The jackals quickly got between the mother and her baby and soon disappeared, along with the fleeing fawn, deeper into the tall grasses and then the forest just beyond. The mother stopped at the edge of that forest, wandering up and down the line of its border of trees, pacing, braying loudly, and then more quietly, more quietly and more infrequently. The three other adults who followed her watched her as she watched the woods. There was no sign of the baby, at least none we could see, nor of the animals who had chased her. We did not see the kill, but I assume the baby's brief life ended this morning.

We softly said the words in Swahili we'd learned to tell our guide we were ready to move on, and so we drove off, the mother's bray now far less frequent, far more quiet. This is the sound of a mother mourning. Do not tell me that animals do not experience emotion, or I will know you to be a fool or completely unobservant of the world we share with others.

We drove off, passing dozens of well fed and fierce looking hyenas, all muscle, then crossed over the Mara River. A thousand Abdim's storks covered the shore, their purple-black heads and backs shining in the sun, along with dozens of hippos resting in the sand and one lone bull elephant standing, his reflection mirrored in the quiet water of the river. He is probably an old animal, one who has left the herd, no family close by.

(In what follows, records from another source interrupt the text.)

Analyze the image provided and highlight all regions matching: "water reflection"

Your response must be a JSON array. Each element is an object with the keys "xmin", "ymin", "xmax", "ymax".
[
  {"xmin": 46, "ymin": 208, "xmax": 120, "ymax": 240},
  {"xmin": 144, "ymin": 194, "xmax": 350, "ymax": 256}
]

The few people I know who had been so fortunate to come to Africa had all told me that their journeys here had changed their lives, although none of them could express very clearly in what way or ways it had done so. As I near the end of my own time here I can see that they are correct, and that I am going to stumble as much as they did with my own attempts to explain what I mean by that. Let me try.

I came here knowing full well that animals experience pain, love, happiness, sadness, mourning, but now I know it even better. I came here not knowing as well as I know now, or certainly not as aware as I am at this moment (being aware a different thing than knowing) that each of us is a scant individual in a much larger scheme. I will leave here hoping to hold onto all of that.